City names fear blackmail as lapdance list is stolen

Click to follow
The Independent Online
MEMBERS of one of London's best known "table dancing" clubs were even more steamed up than usual last night - but for once the cause wasn't their close proximity to scantily clad young women who peel off their clothes in exchange for a pounds 20 note.

The 1000 men - there are practically no female members of the Cherokee Club in Wapping - fear being named and shamed after discovering their personal membership details have been downloaded by a mystery hacker.

The motive behind the database theft is as yet unknown, but the bulk of the members come from some of the City's most respected institutions.

Only details of the gold card and corporate memberships appear to have been downloaded from the database at the club. The list includes famous soccer players, two Premier League football managers, high profile businessmen ... and the editor of a national newspaper.

Gold card membership costs pounds 250 and the corporate card costs pounds 600 and is issued to four named members. Entry is free to the bearer of both cards but corporate member holders can invite four guests per visit.

Business, mobile and home telephone numbers are included on the list alongside the names of workplaces, most of which are based in the City.

They include such institutions as SBC Warburg, Dillon Read, Royal Bank of Scotland, Credit Suisse First Boston, Merrill Lynch, Barclays Capital and Normand City Finance.
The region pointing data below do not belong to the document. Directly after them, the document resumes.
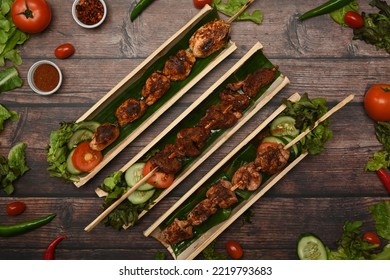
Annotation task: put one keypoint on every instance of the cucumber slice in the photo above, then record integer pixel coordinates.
(79, 136)
(284, 125)
(310, 247)
(69, 165)
(139, 197)
(90, 125)
(134, 174)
Numerous blue chip companies such as Axa Insurance, Exco, Emerald Travel and Japan Airlines are listed next to the names of the members.

Chris Hall, operations director at Cherokee, said: "We are trying to investigate how the hell it got out. This is an internal investigation at the moment. Everything is kept on disk and the disks are still here. I've no idea what the motive is. As and when we find out we will make an announcement and we will be contacting our members."

Most of the City firms declined to comment, but a spokeswoman for Merrill Lynch said: "We don't have a corporate membership at this club." She refused to comment on gold-card individuals employed by the company.

One individual who works for Axa Insurance was stunned. "God, that list could cause a lot of damage. No I don't want you to use my bloody name, nobody in their right mind would want their name in print. It's not that I am ashamed of being a member, but it wouldn't enhance my reputation round the office with female colleagues, for sure."

Another member, at SBC Warburg, was more relaxed. "It's a place for you to wind down and have a good laugh with colleagues or clients," he said. "I can think of far worse places to go."

Perhaps the most curious corporate name on the list belongs to an entire watch at London Fire Brigade's Whitechapel Station. A spokesman explained: "The guys went on a fire safety check to the club and they were offered corporate membership ... it's all a big misunderstanding."